The three-dimensional computational domain stretches − 1 < z/d < 19 along the burner axis, where z = 0 is the position of the nozzle outlet and the pilot and the main flow inlet is retracted by one nozzle diameter; the diameter of the entire domain is 33d. Turbulence levels are set according to Laser Doppler Anemometry (LDA) measurements to u ^′/U _b ≈ 0.18 and estimating L _T ≈ d/3. Since the degree of pre-vaporisation of the ethanol spray was not measured in the experiment, the mixture fraction at the inlet had to be estimated. According to a separate RANS simulation of the upstream part of the burner corresponding to the richer flame and the cold case, the inlet boundary condition for the mixture fraction was set to \(\widetilde {\xi }= 0.04\) and \(\widetilde {\xi ^{\prime 2}}= 0\). Even though the injected amount of liquid fuel is smaller in the leaner case, the same boundary condition is also used for the simulation of the flame with ϕ = 0.62. This will allow us to explore the sensitivity of the simulation results to the level of pre-vaporisation and premixing in the upstream region of a spray flame; in the rich flame approximately half the fuel is pre-vaporised compared to two thirds in the leaner flame. For the main flow, the inlet boundary condition for the reaction progress variable upstream of the nozzle is set to \(\widetilde {c}= 0\). For the purpose of the present paper whose aim is to discuss the model and its application, the uncertainty related to the inlet boundary condition is considered satisfactory.

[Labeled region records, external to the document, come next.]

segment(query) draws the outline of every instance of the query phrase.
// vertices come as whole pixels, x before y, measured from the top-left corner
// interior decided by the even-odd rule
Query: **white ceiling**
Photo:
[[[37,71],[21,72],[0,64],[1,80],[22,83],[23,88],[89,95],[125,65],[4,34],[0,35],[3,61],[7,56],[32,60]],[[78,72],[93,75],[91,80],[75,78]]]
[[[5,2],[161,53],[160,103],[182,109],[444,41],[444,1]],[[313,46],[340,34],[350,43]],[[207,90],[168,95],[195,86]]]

The pilot is an open flame, which is not retracted relative to the main flow. Hence, dilatation in the pilot flame does not lead to a significant increase of the mean axial velocity but to an increase in width of the hot pilot stream as it is expected for a usual triangular flame. Following a single mixture fraction based approach in the simulations, the pilot is modelled as a premixed stoichiometric ethanol-air flame. The annular pilot flame itself is not resolved but instead modelled as a uniform inlet boundary condition with a laminar inflow of burnt gases, i.e. \(\widetilde {\xi }=\xi _{\text {st}}\), \(\widetilde {\xi ^{\prime 2}}= 0\) and \(\widetilde {c}= 1\), with a mass flow rate corresponding to the experimental configuration. In the experimental rig the annulus that stabilises the pilot is very narrow and the pilot flow is broadened by the dilatation across the flame. If the width of the original annulus was used for the uniform inlet of hot gas, whilst the pilot mass flow rate was kept equal to its value in the experiments, the axial velocity of the pilot flow would be greatly over-estimated. Instead, the surface area of the pilot inlet is increased to assure a realistic axial velocity for the pilot flow. For this purpose, the surface of the pilot inlet is three times the surface area of the annulus in the rig.

A small, laminar co-flow of 0.1 m/s is set around the burner nozzle, where \(\widetilde {\xi }= 0\) and \(\widetilde {c}= 1\). Walls are considered adiabatic.